Sejak awal aksi, buruh memblokade jalur ekspor ferro nikel ke Tiongkok untuk menekan manajemen agar memenuhi hak mereka. “Kami menolak dibubarkan karena belum ada kejelasan pembayaran. Kalau perusahaan mau membayar hak kami, kami pasti bubar sendiri,” tegas Junaedi Hambali, salah satu buruh yang turut dalam aksi.
Ketegangan sempat terjadi saat aparat keamanan mencoba membubarkan massa. Namun, para buruh tetap bertahan karena belum ada komitmen tertulis dari pihak perusahaan terkait penyelesaian tuntutan mereka.

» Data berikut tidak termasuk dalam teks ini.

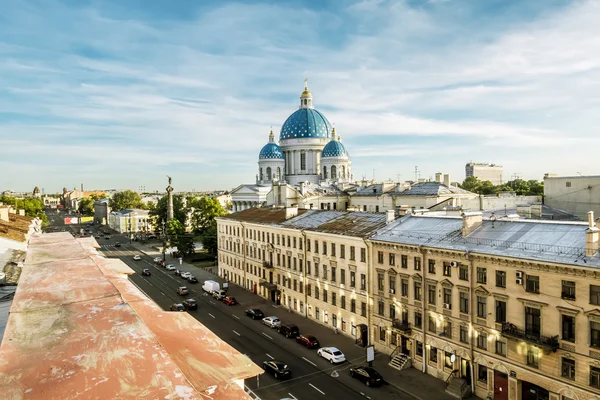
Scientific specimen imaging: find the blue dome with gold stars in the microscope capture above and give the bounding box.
[279,108,331,140]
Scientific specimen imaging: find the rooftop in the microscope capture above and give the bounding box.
[0,233,262,399]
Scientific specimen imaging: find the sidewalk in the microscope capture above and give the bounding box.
[132,243,477,400]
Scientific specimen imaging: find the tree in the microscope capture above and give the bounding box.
[77,197,94,217]
[108,190,146,211]
[188,197,227,234]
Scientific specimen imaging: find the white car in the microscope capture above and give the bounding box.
[263,317,281,328]
[317,347,346,364]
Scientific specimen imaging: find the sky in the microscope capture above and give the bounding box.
[0,0,600,193]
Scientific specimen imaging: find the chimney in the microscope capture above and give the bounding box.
[585,211,600,256]
[385,210,396,224]
[462,211,483,236]
[285,206,298,221]
[444,174,450,187]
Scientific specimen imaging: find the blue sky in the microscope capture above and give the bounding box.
[0,0,600,192]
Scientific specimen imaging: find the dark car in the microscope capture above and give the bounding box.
[263,360,292,379]
[296,335,321,349]
[277,324,300,338]
[350,367,383,386]
[244,308,265,319]
[183,299,198,310]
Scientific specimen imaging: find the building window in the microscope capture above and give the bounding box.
[414,281,421,301]
[561,314,575,342]
[377,300,385,317]
[525,275,540,293]
[427,285,436,305]
[590,285,600,306]
[414,257,421,271]
[429,260,435,274]
[459,292,469,314]
[377,272,385,291]
[561,281,575,300]
[561,357,575,379]
[590,321,600,348]
[400,279,408,297]
[527,346,540,368]
[458,264,469,281]
[415,311,423,329]
[458,325,469,343]
[590,367,600,389]
[477,267,487,284]
[427,315,437,333]
[496,271,506,288]
[525,307,542,336]
[496,300,506,322]
[477,364,487,384]
[477,332,487,350]
[477,296,487,318]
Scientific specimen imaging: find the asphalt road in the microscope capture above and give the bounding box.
[73,230,414,400]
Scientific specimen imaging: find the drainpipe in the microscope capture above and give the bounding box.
[422,245,429,374]
[300,229,308,319]
[466,251,476,394]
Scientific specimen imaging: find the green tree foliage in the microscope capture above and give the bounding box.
[188,197,227,235]
[108,190,146,211]
[0,195,49,228]
[150,194,187,227]
[77,197,94,217]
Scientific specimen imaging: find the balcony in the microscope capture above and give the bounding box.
[392,319,412,333]
[502,322,560,352]
[263,261,273,268]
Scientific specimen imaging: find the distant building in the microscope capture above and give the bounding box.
[544,174,600,219]
[465,161,502,185]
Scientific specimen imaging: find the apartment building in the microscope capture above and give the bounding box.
[370,213,600,400]
[217,208,386,346]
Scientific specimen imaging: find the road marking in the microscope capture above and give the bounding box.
[302,357,317,367]
[309,383,325,395]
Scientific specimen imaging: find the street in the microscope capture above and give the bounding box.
[97,235,414,400]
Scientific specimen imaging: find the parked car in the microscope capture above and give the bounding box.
[244,308,265,319]
[223,296,237,306]
[177,286,188,296]
[277,324,300,338]
[183,299,198,310]
[212,290,227,300]
[296,335,320,349]
[350,366,383,386]
[317,347,346,364]
[263,360,292,379]
[263,317,281,328]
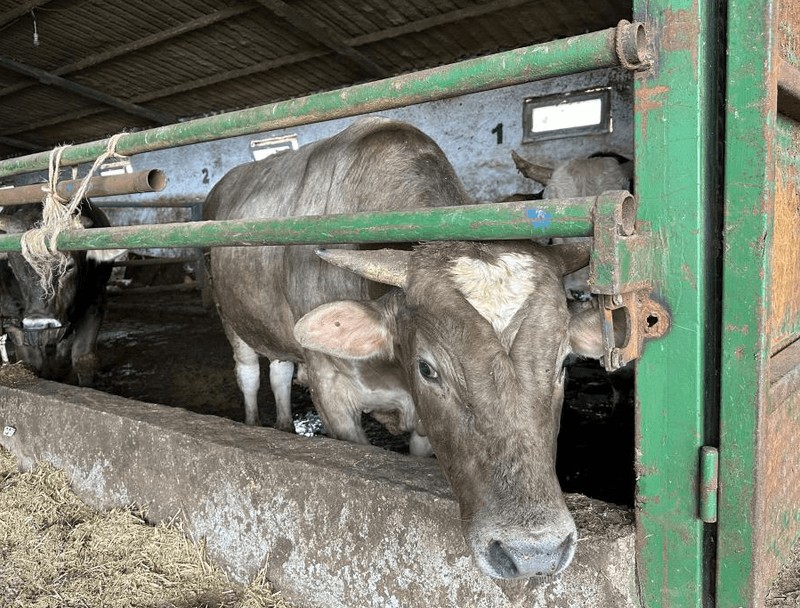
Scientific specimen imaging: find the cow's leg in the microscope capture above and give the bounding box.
[306,351,369,445]
[225,327,261,426]
[269,359,294,433]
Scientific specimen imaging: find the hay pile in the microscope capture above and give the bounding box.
[0,448,288,608]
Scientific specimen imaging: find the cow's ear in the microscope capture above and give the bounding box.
[545,242,592,275]
[569,306,603,359]
[294,300,394,359]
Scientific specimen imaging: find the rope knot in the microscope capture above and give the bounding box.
[21,133,124,298]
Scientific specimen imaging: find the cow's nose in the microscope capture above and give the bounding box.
[481,532,577,579]
[22,317,61,329]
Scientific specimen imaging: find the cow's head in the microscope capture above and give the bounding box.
[295,242,602,578]
[0,205,121,380]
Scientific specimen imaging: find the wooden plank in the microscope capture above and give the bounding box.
[757,341,800,595]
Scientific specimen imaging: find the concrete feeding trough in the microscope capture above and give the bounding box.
[0,376,636,608]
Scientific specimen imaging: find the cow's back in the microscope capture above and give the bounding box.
[205,118,468,359]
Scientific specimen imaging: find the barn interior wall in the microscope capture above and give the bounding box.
[4,69,633,255]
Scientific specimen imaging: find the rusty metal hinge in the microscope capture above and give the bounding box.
[589,191,670,371]
[697,445,719,524]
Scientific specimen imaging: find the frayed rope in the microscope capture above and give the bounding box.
[21,133,125,298]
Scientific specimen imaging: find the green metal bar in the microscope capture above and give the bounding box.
[717,0,772,608]
[633,0,718,608]
[0,23,646,177]
[0,197,595,251]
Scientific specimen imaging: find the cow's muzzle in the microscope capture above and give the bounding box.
[22,317,61,330]
[471,518,578,580]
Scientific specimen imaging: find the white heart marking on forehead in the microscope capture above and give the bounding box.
[449,253,536,337]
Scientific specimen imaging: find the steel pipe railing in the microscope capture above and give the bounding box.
[0,21,649,178]
[0,169,167,207]
[0,193,608,252]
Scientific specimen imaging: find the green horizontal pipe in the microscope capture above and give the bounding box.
[0,22,646,177]
[0,197,595,252]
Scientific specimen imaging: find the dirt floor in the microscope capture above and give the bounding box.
[95,274,634,505]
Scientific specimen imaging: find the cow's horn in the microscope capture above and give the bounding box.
[316,249,411,289]
[547,242,592,274]
[0,215,28,234]
[511,150,553,186]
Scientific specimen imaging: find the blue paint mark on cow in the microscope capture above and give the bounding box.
[527,209,553,230]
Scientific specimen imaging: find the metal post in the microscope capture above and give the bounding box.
[0,22,647,177]
[633,0,720,608]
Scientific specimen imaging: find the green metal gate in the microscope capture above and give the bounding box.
[0,0,800,608]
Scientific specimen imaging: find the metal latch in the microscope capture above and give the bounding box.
[698,445,719,524]
[589,191,670,371]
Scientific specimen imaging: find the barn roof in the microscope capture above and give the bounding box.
[0,0,630,158]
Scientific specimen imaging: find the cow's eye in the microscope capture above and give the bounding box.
[417,359,439,382]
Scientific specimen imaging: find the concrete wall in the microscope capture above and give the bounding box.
[0,380,636,608]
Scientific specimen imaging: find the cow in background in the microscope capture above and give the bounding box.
[0,200,120,386]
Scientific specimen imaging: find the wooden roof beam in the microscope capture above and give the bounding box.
[250,0,390,78]
[0,135,46,152]
[0,0,530,135]
[0,0,52,27]
[0,0,257,97]
[0,57,177,125]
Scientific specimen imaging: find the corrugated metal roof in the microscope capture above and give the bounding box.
[0,0,630,157]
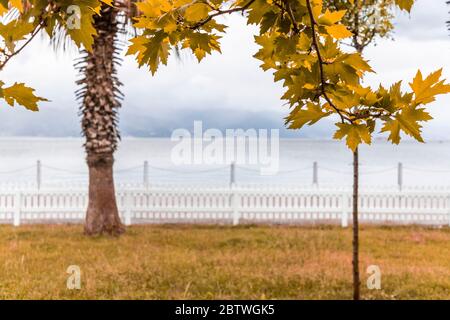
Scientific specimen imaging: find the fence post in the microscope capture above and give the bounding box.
[13,191,22,227]
[124,191,131,226]
[447,196,450,227]
[230,162,236,187]
[231,183,239,226]
[341,191,348,228]
[313,161,319,186]
[143,160,148,188]
[36,160,42,190]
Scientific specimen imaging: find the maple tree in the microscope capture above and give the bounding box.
[0,0,114,111]
[128,0,450,299]
[0,0,450,298]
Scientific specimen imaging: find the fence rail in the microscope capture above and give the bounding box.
[0,185,450,227]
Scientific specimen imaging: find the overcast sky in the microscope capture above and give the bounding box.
[0,0,450,139]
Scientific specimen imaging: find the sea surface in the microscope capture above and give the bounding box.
[0,138,450,186]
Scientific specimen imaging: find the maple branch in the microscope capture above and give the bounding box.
[190,0,256,29]
[306,0,352,123]
[0,21,44,70]
[284,0,300,34]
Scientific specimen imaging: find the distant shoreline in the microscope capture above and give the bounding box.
[0,136,450,144]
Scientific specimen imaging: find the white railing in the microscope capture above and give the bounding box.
[0,185,450,227]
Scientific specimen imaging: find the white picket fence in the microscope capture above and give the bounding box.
[0,185,450,227]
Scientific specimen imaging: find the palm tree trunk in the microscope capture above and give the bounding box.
[353,148,361,300]
[77,5,125,235]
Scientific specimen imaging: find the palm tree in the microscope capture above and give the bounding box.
[76,0,135,235]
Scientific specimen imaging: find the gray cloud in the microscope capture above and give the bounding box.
[0,0,450,139]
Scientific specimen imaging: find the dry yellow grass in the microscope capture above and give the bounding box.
[0,225,450,299]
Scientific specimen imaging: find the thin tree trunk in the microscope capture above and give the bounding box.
[353,148,360,300]
[77,4,125,235]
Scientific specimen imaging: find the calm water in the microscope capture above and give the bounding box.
[0,138,450,186]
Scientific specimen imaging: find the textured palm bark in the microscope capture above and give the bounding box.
[77,5,125,235]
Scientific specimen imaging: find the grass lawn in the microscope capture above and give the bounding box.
[0,225,450,299]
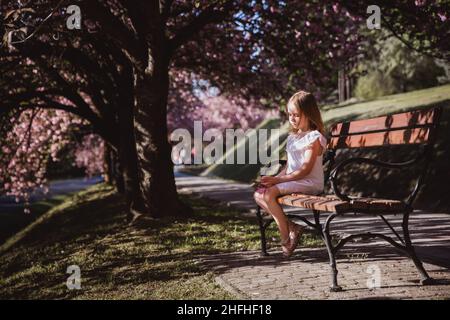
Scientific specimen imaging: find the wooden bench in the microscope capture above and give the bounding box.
[256,108,441,291]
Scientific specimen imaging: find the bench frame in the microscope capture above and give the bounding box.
[256,107,442,292]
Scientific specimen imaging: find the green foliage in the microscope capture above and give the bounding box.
[354,37,449,99]
[0,184,321,300]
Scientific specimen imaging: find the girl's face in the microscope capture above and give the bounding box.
[288,103,309,131]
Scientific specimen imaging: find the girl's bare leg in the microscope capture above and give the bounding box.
[264,186,289,242]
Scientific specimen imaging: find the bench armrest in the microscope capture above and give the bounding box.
[329,148,426,201]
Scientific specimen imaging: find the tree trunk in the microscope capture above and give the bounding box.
[134,40,192,217]
[118,70,146,220]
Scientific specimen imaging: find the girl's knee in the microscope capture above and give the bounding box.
[264,187,280,202]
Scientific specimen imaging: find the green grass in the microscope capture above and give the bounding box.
[201,85,450,182]
[0,184,318,299]
[0,193,74,244]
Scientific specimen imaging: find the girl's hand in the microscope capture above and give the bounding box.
[261,176,280,187]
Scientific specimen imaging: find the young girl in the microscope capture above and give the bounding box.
[254,91,327,257]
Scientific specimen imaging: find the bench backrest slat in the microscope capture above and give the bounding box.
[329,109,436,149]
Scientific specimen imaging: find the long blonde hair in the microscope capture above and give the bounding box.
[286,91,325,135]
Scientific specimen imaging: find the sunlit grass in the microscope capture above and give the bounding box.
[0,185,324,299]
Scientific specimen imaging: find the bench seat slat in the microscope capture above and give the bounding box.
[278,193,406,214]
[330,128,430,148]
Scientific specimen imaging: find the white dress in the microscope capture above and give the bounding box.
[276,130,327,195]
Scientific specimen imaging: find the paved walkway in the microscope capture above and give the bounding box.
[176,174,450,299]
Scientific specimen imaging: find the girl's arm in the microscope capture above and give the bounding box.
[275,165,287,177]
[277,140,322,183]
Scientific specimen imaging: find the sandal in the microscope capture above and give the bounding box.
[281,237,294,258]
[289,222,305,254]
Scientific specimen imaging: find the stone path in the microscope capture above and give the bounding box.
[176,174,450,299]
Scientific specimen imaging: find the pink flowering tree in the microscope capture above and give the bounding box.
[0,109,104,208]
[0,0,448,217]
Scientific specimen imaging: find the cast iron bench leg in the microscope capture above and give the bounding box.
[402,211,434,285]
[322,214,342,292]
[256,206,269,256]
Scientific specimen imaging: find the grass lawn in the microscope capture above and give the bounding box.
[202,85,450,182]
[0,193,73,244]
[0,184,320,299]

Buruh menilai bahwa kehadiran aparat seharusnya menjadi jembatan dialog, bukan alat tekanan.
Para buruh menuntut pembayaran lembur dan mendesak perusahaan menghentikan PHK sepihak yang kerap terjadi dalam beberapa bulan terakhir. Mereka juga meminta agar manajemen segera menyesuaikan upah pokok sesuai dengan ketentuan Upah Minimum Provinsi (UMP) Sulawesi Selatan.
Hingga Jumat sore, ratusan buruh masih menduduki area pabrik dan memblokir aktivitas distribusi. Manajemen PT Huadi Nickel Alloy memilih untuk tidak memberikan keterangan resmi terkait tuntutan. Namun, sumber internal menyebut bahwa blokade buruh telah menyebabkan kerugian hingga miliaran rupiah akibat terhambatnya ekspor produk jadi ke luar negeri.
Aksi ini menjadi sorotan publik karena menyangkut hak dasar tenaga kerja dan pengelolaan industri tambang yang berkelanjutan. Buruh berharap pemerintah daerah maupun pusat dapat turun tangan memediasi agar konflik segera menemukan jalan keluar yang adil bagi semua pihak.